If you’re feeling a shiver creeping up your spine, it might be because the spooky season is just around the corner. That’s right; it’s once again time to dust the cobwebs off (or keep them on) your favorite Halloween garb.
From pumpkin carving to consuming copious amounts of candy, Halloween is packed with so much family fun that there’s almost no time to stop and wonder how the festivities began in the first place. Get ready, because we’re digging up the roots of your favorite Halloween traditions, just in time for the harrowing holiday.
As it turns out, Halloween is much older than most people think. And although it’s strongly associated with American culture, its roots are European.
Our Halloween origin story begins roughly 2,000 years ago in Celtic Ireland and Scotland. Most scholars believe that the ancient festival of Samhain is the direct ancestor of the holiday we’ve come to know as Halloween. Many of the traditions we indulge in today are derived from the pagan festival.
During Samhain, ancient Celts gathered to commemorate the end of the harvest and celebrate the beginning of a new year. It was commonly held that during this time, the veil between the living world and that of the dead lifted, and spirits and lost souls were free to roam the earth. Observers commonly lit bonfires and made food offerings to honor the dead.
The festival was later adopted into Christian tradition in honor of the patron saints. Way back in the eighth century, Pope Gregory III declared November 1st All Saint’s Day, and the night before was coined “All Hallows Eve.” Sound familiar? Halloween is combination of “hallow,” meaning “saint,” and “eve.”
The tradition was later brought over to North America by Irish and Scottish immigrants, where it became one of the biggest commercial holidays in existence. Today, one-quarter of all candy sold in the U.S. annually goes towards Halloween.
Halloween costumes also date back to the ancient festival of Samhain. However, they were a far cry from the superheroes and pop culture icons we see today. In fact, costumes worn during Samhain may have simply been animal hides.
It’s believed that during the festivities, people donned costumes to confuse the demons and spirits set free at that time. It’s also said that festival-goers wore costumes to play pranks on each other without fear of retribution. It’s commonly believed that villagers would dress up as spirits to blame any pranks they pulled on the wandering souls. So, it seems Halloween has always involved “tricks.” But when did the treats come in?
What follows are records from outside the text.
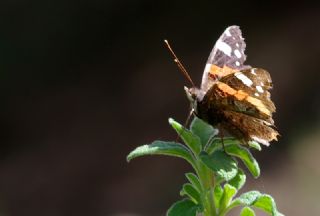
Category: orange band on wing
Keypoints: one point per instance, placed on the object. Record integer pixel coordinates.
(217, 72)
(241, 95)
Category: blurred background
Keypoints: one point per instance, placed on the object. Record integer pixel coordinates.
(85, 82)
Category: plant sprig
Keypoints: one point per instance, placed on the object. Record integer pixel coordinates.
(211, 190)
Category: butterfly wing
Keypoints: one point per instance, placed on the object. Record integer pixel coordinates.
(248, 128)
(252, 92)
(226, 57)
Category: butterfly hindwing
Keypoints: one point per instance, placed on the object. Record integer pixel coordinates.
(248, 127)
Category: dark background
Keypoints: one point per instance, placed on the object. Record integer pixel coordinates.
(85, 82)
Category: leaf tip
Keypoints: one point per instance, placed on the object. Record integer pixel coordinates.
(171, 121)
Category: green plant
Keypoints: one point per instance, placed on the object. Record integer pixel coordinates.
(211, 190)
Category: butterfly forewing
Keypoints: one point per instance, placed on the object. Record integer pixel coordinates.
(254, 81)
(228, 52)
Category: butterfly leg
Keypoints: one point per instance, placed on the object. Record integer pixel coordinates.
(185, 124)
(221, 137)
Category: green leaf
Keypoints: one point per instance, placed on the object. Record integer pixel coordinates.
(202, 130)
(191, 192)
(239, 180)
(217, 143)
(221, 164)
(218, 192)
(246, 199)
(163, 148)
(228, 193)
(266, 203)
(246, 211)
(190, 139)
(255, 145)
(247, 158)
(194, 180)
(183, 208)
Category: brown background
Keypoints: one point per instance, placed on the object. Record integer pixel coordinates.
(85, 82)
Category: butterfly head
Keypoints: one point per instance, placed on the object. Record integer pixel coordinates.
(194, 95)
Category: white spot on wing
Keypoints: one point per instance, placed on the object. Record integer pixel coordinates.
(243, 78)
(259, 89)
(207, 68)
(260, 140)
(225, 48)
(228, 32)
(237, 53)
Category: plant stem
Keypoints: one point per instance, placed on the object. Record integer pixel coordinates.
(207, 184)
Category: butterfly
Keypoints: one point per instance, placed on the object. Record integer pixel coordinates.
(233, 96)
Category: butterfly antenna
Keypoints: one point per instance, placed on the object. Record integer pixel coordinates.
(177, 61)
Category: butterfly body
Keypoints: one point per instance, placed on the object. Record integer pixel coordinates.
(232, 95)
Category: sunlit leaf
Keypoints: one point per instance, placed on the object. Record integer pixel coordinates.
(246, 211)
(194, 180)
(183, 208)
(239, 180)
(191, 192)
(221, 164)
(163, 148)
(190, 139)
(202, 130)
(244, 154)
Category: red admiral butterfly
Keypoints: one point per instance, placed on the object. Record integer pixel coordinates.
(233, 96)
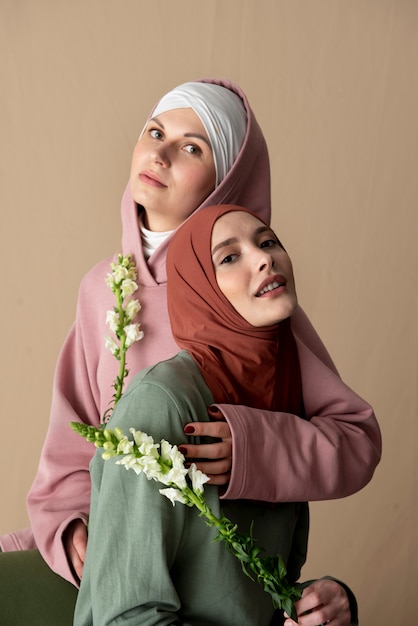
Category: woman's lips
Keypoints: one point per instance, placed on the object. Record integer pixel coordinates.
(151, 179)
(271, 285)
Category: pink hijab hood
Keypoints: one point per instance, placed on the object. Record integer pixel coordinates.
(247, 184)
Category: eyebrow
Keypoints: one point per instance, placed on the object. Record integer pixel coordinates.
(193, 135)
(227, 242)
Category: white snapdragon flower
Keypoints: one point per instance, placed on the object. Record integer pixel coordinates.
(171, 454)
(112, 320)
(111, 345)
(175, 476)
(198, 479)
(130, 461)
(124, 446)
(132, 333)
(128, 287)
(119, 273)
(174, 495)
(132, 308)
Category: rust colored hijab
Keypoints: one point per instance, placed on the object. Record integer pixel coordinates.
(241, 363)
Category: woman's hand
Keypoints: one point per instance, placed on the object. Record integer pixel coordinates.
(75, 545)
(213, 459)
(326, 603)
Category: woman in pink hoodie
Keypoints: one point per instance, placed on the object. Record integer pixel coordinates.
(181, 165)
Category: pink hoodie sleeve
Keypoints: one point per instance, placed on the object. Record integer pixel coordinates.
(61, 490)
(279, 457)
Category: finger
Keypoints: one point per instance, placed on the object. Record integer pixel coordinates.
(222, 450)
(218, 429)
(219, 480)
(214, 468)
(215, 413)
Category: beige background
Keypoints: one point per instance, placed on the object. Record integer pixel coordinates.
(334, 85)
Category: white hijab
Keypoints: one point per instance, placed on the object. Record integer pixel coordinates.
(221, 112)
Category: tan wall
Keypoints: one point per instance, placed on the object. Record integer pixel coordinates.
(334, 85)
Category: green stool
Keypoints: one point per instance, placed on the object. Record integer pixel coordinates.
(31, 594)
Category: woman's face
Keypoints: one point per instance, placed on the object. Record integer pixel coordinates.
(172, 169)
(252, 269)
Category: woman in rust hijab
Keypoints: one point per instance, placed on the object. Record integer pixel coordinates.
(231, 295)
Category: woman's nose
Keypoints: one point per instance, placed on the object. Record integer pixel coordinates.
(160, 155)
(266, 261)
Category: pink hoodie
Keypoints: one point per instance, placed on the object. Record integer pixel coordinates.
(330, 455)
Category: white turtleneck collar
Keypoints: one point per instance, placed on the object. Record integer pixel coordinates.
(151, 239)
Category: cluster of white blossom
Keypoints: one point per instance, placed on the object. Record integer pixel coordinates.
(122, 281)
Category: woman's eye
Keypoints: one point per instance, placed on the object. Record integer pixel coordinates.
(269, 243)
(229, 259)
(155, 133)
(192, 149)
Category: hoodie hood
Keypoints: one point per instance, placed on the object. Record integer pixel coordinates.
(247, 184)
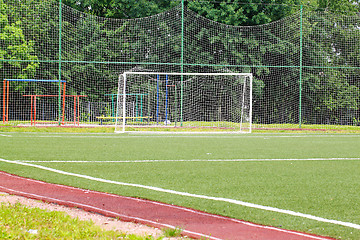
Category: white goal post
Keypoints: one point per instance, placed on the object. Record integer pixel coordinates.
(184, 102)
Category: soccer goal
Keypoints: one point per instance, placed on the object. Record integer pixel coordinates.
(184, 102)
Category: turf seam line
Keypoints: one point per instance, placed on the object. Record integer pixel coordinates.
(236, 202)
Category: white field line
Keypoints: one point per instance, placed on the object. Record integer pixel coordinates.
(192, 160)
(237, 202)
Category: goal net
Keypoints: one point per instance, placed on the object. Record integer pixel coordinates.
(184, 102)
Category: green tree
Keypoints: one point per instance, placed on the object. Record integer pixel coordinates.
(14, 46)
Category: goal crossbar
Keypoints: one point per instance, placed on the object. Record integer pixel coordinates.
(162, 97)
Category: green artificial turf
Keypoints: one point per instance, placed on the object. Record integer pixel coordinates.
(324, 188)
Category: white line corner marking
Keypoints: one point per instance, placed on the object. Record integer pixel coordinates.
(237, 202)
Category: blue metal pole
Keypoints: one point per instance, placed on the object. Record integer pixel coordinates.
(157, 98)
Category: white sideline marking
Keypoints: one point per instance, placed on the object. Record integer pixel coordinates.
(183, 135)
(192, 160)
(237, 202)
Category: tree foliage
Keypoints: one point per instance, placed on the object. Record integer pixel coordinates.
(265, 51)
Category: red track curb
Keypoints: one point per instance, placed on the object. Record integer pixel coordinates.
(196, 224)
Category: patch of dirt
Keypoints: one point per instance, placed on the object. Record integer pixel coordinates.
(104, 222)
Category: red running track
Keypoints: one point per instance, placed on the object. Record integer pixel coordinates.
(196, 224)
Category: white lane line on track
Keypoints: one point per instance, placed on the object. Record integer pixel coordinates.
(181, 208)
(232, 201)
(114, 214)
(192, 160)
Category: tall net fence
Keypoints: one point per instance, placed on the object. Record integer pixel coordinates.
(59, 65)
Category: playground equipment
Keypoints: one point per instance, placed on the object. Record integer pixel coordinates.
(33, 100)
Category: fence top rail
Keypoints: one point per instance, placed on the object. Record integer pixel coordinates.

While villagers played pranks on one another during Samhain, the first semblance of trick or treating as we know it didn’t appear until much later. It’s said that Christian observers of All Saint’s Day went door to door in costumes, reciting songs and verses and seeking “soul cakes,” a treat similar to a biscuit.
Irish pranksters soon co-opted the tradition, dressing up in scary costumes to spook the neighbors, who would offer “treats” in hopes of being immune to the pranksters’ “tricks.”
In the 1900s, families began handing out candy, and thus was born the trick or treating we know and love today.
No fruit or vegetable shines brighter than the pumpkin during Halloween, but this wasn’t always the case. The first “jack o’ lantern” was actually carved into a turnip as part of a popular Celtic practice of etching faces into round fruits and vegetables. The carved vegetables also doubled as lanterns during Samhain. But exactly how we got the name “jack o’ lantern” is up for debate.
Spooky stories and tall tales abound when it comes to the origins of the jack o’ lantern. One theory suggests the pre-Christian practice of head veneration popularized the Halloween tradition. The jack o’ lantern apparently represented the severed heads of enemies taken as war trophies. Another theory takes us to the legend of Stingy Jack and his deal with the devil.
Whatever the true origin story, jack o’ lanterns seem to have a grim history perfectly suited to the sinister spirit of Halloween.
Our journey through the past tells us that Halloween was always about the morbid, macabre, and downright terrifying. The holiday’s links to the occult were seemingly even stronger in the past than they are today.
Halloween has since snowballed into the world’s biggest spookfest. Whether you celebrate Halloween by dressing up, carving pumpkins, or indulging in a spine-tingling horror flick, remember that you have a humble pagan festival to thank for all of the frightening festivities.